Building industry could collapse under PI pressure
First published in the Courier Mail on 26 June 2019.
Within days $35 billion construction industry could grind to a halt and, outside a small but critical group of private building certifiers, no-one is even talking about it. Unless the State Government acts before June 30, builders will stop getting paid, buildings will stop being
built, and already vulnerable subcontractors will go to the wall.
Here’s why. Every construction project built in Queensland must, by law, be signed off by a building certifier, often as they meet certain milestones. Without certification, owners cannot occupy their buildings, and builders, their subcontractors and suppliers cannot be paid.
Most of these assessments are completed by a private, licenced building certifier. Under the Queensland Building and Construction Commission legislation, to acquire and renew their licences, private certifiers must have a professional indemnity (PI) insurance policy without exclusions.

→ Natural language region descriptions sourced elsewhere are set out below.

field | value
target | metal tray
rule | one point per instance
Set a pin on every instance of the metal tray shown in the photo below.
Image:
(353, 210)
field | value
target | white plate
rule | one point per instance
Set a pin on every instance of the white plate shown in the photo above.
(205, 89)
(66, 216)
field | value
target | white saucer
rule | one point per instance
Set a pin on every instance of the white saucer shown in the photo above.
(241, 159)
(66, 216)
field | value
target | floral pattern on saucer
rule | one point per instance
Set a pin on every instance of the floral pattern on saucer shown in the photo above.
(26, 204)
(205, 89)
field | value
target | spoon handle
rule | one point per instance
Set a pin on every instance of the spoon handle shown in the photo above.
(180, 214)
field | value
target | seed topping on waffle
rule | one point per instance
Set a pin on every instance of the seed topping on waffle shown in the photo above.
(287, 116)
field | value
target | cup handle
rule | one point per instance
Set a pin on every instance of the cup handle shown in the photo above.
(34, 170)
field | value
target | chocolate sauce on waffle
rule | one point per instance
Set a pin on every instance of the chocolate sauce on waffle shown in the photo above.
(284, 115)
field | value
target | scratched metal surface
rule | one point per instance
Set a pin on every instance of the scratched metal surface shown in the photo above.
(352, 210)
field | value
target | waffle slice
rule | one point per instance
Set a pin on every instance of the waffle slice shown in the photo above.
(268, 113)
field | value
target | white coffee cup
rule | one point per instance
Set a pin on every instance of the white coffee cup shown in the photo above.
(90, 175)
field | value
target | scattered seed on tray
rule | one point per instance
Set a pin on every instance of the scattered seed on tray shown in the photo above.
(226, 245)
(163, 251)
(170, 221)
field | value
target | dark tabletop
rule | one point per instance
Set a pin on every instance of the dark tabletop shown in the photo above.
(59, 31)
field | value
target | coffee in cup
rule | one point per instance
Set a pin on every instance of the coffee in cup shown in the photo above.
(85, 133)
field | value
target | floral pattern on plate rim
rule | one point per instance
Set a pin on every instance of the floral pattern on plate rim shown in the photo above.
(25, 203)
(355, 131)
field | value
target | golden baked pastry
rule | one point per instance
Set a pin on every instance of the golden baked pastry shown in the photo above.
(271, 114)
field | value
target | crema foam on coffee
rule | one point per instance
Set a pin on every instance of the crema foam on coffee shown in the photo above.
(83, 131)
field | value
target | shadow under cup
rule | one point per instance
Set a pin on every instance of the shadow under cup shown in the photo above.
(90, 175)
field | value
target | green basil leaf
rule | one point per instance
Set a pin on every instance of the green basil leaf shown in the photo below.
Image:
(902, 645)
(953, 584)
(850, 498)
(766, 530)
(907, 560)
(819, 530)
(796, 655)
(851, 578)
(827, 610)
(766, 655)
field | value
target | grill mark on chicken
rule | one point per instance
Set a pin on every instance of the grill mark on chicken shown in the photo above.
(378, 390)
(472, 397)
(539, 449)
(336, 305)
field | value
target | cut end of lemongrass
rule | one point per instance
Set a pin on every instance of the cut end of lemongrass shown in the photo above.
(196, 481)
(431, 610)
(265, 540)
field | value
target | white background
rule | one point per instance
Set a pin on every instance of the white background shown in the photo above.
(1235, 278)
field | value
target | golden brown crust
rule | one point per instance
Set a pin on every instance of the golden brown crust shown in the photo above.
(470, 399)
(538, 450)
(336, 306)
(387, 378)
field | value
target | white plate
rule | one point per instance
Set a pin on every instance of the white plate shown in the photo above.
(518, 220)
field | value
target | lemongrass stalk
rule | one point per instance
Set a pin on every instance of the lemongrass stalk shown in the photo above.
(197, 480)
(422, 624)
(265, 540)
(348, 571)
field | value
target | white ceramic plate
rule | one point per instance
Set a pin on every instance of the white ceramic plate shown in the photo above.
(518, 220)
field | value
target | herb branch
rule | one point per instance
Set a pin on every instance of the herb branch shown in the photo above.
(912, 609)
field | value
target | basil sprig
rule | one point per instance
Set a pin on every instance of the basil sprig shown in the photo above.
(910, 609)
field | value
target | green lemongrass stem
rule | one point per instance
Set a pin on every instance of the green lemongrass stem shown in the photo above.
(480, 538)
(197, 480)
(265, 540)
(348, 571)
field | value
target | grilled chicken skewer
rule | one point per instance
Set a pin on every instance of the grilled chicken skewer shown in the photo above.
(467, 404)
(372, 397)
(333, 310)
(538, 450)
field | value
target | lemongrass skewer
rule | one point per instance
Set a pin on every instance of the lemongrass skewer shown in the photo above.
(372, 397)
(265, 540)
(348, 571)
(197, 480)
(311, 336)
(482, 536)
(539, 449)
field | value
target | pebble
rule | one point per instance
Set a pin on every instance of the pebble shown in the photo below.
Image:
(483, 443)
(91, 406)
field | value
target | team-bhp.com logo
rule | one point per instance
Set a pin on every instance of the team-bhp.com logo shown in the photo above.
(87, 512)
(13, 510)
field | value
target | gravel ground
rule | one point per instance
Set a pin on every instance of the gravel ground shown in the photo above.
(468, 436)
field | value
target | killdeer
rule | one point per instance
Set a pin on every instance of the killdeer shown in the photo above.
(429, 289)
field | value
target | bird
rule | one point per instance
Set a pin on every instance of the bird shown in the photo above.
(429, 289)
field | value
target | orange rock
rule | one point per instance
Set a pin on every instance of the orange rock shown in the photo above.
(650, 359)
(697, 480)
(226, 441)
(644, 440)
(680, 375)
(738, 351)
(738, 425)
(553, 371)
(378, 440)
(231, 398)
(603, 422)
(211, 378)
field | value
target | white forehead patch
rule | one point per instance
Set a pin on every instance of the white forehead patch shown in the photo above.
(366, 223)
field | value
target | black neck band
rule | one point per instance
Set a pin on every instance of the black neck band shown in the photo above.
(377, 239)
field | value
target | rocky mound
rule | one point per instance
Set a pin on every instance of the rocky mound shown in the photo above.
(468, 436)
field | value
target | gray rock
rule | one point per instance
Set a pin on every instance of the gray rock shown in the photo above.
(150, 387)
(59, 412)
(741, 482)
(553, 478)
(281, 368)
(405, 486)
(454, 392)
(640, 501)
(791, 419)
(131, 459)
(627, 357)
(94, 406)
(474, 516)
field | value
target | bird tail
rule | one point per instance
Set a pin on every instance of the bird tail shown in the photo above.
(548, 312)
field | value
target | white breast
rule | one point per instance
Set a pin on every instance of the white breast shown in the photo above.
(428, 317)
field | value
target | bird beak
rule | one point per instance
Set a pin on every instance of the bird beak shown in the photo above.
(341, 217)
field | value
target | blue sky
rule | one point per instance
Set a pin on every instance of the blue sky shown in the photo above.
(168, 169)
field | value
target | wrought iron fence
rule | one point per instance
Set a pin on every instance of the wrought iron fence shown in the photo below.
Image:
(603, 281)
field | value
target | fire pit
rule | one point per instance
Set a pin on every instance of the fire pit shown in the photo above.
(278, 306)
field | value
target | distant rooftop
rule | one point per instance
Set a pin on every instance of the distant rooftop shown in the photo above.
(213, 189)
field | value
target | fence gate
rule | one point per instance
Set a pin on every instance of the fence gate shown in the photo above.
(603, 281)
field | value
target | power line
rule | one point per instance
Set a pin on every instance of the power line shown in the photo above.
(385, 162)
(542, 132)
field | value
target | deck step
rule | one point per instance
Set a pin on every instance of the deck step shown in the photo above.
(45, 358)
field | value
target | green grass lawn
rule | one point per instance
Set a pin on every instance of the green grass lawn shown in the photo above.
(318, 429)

However, the discovery that a small number of mostly high-rise buildings in Australia were constructed using the same flammable cladding that was a major factor in the UK’s Grenfell Tower fire has thrown this system into disarray.

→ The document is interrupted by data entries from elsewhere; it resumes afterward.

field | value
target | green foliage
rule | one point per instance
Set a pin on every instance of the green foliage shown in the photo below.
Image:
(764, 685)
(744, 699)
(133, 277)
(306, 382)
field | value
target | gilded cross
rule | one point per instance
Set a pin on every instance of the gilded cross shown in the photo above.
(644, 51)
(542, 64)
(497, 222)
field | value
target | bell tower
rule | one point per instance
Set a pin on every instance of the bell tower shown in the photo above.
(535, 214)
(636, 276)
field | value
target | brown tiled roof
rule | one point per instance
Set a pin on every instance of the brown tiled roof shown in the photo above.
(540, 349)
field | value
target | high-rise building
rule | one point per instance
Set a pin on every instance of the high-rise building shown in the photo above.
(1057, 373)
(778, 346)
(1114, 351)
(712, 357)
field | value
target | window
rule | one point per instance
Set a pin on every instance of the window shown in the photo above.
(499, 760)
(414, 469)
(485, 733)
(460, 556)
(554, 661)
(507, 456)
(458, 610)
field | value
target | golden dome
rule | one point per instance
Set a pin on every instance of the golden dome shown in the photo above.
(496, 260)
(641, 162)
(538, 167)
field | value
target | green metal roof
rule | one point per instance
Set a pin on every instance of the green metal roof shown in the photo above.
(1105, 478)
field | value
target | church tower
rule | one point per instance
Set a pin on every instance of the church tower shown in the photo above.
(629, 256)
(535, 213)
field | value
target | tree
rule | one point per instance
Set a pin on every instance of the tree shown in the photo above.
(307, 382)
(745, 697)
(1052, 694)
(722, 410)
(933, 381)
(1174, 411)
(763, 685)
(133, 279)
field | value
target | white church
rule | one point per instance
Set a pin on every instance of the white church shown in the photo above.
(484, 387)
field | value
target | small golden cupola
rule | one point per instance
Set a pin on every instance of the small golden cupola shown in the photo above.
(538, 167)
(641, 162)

Unwilling to take the risk of liability for a disaster like Grenfell, insurers have, one by one, refused to offer any more no-exclusion PI insurance policies. The few that have
remained have raised premiums by as much as 500 per cent, leaving many certifiers facing financial collapse.
Today there is just one insurer left in the market and they have announced that from 2 July, 2019, they too will withdraw. From that day we will begin to lose more private certifiers. Eighty are up for renewal by the end of June. A further 180 will be gone by the end of July. Within a year there will be none.

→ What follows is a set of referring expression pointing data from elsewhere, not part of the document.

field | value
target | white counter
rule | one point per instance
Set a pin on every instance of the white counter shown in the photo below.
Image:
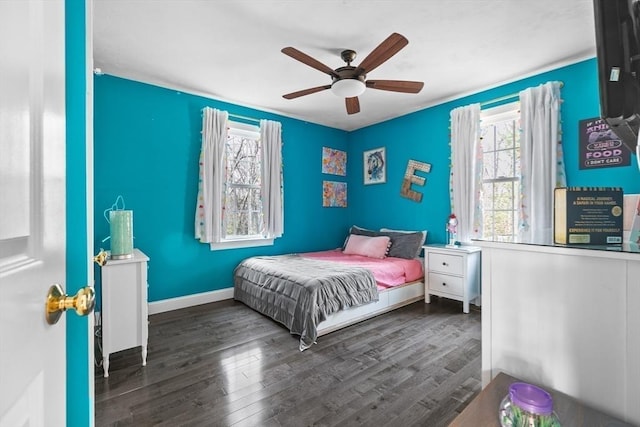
(564, 317)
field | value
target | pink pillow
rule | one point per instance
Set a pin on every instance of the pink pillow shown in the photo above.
(372, 247)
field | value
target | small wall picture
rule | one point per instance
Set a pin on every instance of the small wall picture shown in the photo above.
(334, 161)
(374, 165)
(334, 194)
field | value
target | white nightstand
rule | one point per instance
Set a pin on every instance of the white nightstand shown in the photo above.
(124, 306)
(452, 273)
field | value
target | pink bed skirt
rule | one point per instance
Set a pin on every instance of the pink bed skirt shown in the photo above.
(388, 272)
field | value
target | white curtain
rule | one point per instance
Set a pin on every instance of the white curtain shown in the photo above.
(542, 163)
(465, 166)
(272, 197)
(208, 225)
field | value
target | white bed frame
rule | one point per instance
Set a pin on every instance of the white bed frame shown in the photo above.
(390, 299)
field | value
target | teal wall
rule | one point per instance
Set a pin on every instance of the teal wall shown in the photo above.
(424, 136)
(147, 142)
(79, 397)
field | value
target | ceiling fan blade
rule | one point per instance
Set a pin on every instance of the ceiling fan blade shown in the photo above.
(353, 105)
(395, 85)
(306, 59)
(306, 92)
(380, 54)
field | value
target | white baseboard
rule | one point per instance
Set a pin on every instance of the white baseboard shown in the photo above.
(190, 300)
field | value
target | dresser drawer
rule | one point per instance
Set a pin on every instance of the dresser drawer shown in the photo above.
(450, 284)
(446, 263)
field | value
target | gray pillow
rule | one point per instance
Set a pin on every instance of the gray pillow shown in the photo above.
(403, 244)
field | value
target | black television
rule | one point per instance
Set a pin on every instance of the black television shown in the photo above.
(617, 25)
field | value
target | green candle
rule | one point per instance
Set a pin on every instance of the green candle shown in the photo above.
(121, 225)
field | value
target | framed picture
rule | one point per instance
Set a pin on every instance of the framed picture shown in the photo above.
(334, 161)
(374, 166)
(334, 194)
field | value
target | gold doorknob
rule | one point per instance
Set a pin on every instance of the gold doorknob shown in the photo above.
(101, 257)
(58, 302)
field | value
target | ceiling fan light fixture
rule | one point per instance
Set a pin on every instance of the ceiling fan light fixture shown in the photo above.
(348, 88)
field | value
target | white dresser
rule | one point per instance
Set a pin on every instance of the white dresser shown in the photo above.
(124, 306)
(452, 273)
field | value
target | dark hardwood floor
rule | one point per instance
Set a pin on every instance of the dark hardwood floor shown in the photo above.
(222, 364)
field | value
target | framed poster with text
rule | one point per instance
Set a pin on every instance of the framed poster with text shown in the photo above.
(599, 146)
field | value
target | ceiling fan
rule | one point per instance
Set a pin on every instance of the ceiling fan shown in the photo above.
(349, 81)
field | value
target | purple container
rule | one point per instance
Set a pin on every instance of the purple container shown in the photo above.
(531, 398)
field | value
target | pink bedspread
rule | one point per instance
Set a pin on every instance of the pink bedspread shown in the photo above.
(388, 272)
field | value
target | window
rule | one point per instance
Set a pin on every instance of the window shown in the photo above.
(500, 142)
(242, 190)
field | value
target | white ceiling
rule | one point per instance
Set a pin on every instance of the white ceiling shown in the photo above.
(230, 49)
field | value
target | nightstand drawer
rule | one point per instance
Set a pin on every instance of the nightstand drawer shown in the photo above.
(445, 263)
(450, 284)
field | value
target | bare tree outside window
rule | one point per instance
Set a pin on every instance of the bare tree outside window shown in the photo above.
(501, 176)
(243, 207)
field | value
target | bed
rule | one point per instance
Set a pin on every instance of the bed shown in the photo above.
(315, 293)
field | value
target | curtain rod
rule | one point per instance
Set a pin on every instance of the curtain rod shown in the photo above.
(506, 97)
(502, 98)
(237, 116)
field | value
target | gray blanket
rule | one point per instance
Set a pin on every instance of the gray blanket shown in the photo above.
(300, 292)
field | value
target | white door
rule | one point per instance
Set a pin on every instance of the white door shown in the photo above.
(32, 211)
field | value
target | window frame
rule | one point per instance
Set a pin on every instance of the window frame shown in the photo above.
(254, 240)
(492, 116)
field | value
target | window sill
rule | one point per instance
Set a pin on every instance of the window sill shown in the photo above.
(240, 243)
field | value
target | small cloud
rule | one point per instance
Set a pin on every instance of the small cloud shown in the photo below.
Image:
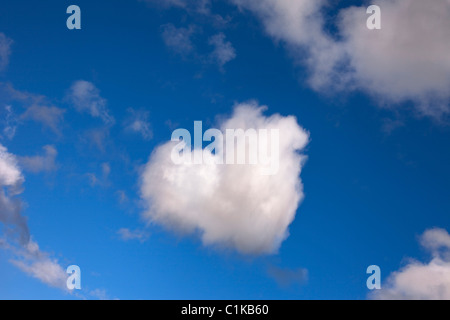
(5, 50)
(138, 123)
(41, 163)
(422, 281)
(223, 51)
(178, 39)
(52, 117)
(85, 97)
(126, 234)
(39, 265)
(10, 123)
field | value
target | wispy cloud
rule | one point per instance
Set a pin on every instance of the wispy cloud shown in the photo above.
(405, 61)
(138, 122)
(41, 163)
(288, 277)
(223, 50)
(126, 234)
(422, 281)
(26, 253)
(85, 97)
(5, 50)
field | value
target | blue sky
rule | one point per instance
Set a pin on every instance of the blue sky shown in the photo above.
(376, 175)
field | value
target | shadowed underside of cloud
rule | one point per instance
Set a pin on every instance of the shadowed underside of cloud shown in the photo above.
(15, 235)
(422, 281)
(231, 206)
(406, 61)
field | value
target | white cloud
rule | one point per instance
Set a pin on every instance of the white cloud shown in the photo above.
(37, 108)
(230, 206)
(50, 116)
(41, 163)
(126, 234)
(407, 60)
(178, 39)
(288, 277)
(31, 260)
(5, 50)
(85, 97)
(16, 237)
(138, 123)
(223, 50)
(10, 123)
(422, 281)
(11, 180)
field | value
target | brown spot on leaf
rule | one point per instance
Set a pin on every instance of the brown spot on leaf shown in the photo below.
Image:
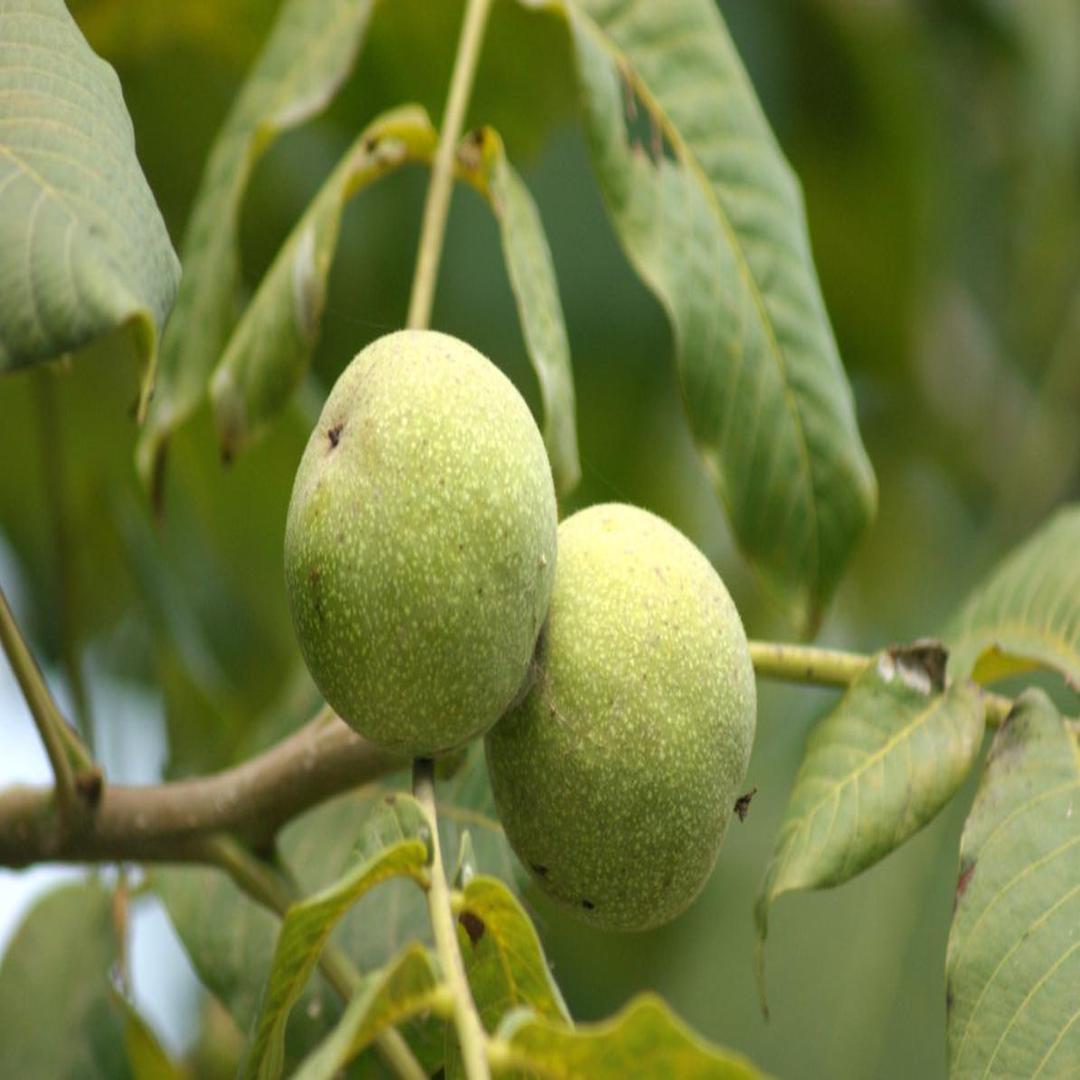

Few local councils in Queensland still offer certification, and those that do will be overwhelmed with work. The cranes will stop moving. Small subcontractors will begin to fail in growing numbers.
In reality, most private certifiers do not even have the equipment to determine whether cladding complies with the required specification. The majority of certifiers work exclusively on houses, extensions or sheds where combustible cladding is not used. For
most, an exemption to their insurance for cladding would make no difference to their work but, at present, it would invalidate their licence.
The Queensland Government could have avoided this threat, which they have known about for more than a year, by allowing building certifiers’ insurance to include exemptions for building cladding and non-compliant building materials.
South Australia and Western Australia have already introduced these exemptions. New South Wales and Victoria are considering them. Yet just last week Minister Mick de Brenni
told us proudly that his urgent response to this now impending disaster has been to commission a last-minute report from PricewaterhouseCoopers.
Given that the Minister has had my own Queensland Government commissioned report into building certification since 2014 and has done absolutely nothing to act upon it, it is
clear this response will get us nowhere. The Palaszczuk Government must act today – before the building industry is stopped dead in its tracks.
They must amend the regulations to allow the insurance exemptions the sector needs now. This will resolve the issue for the bulk of private certifiers while the Government can work toward more long-term solutions for those it does not.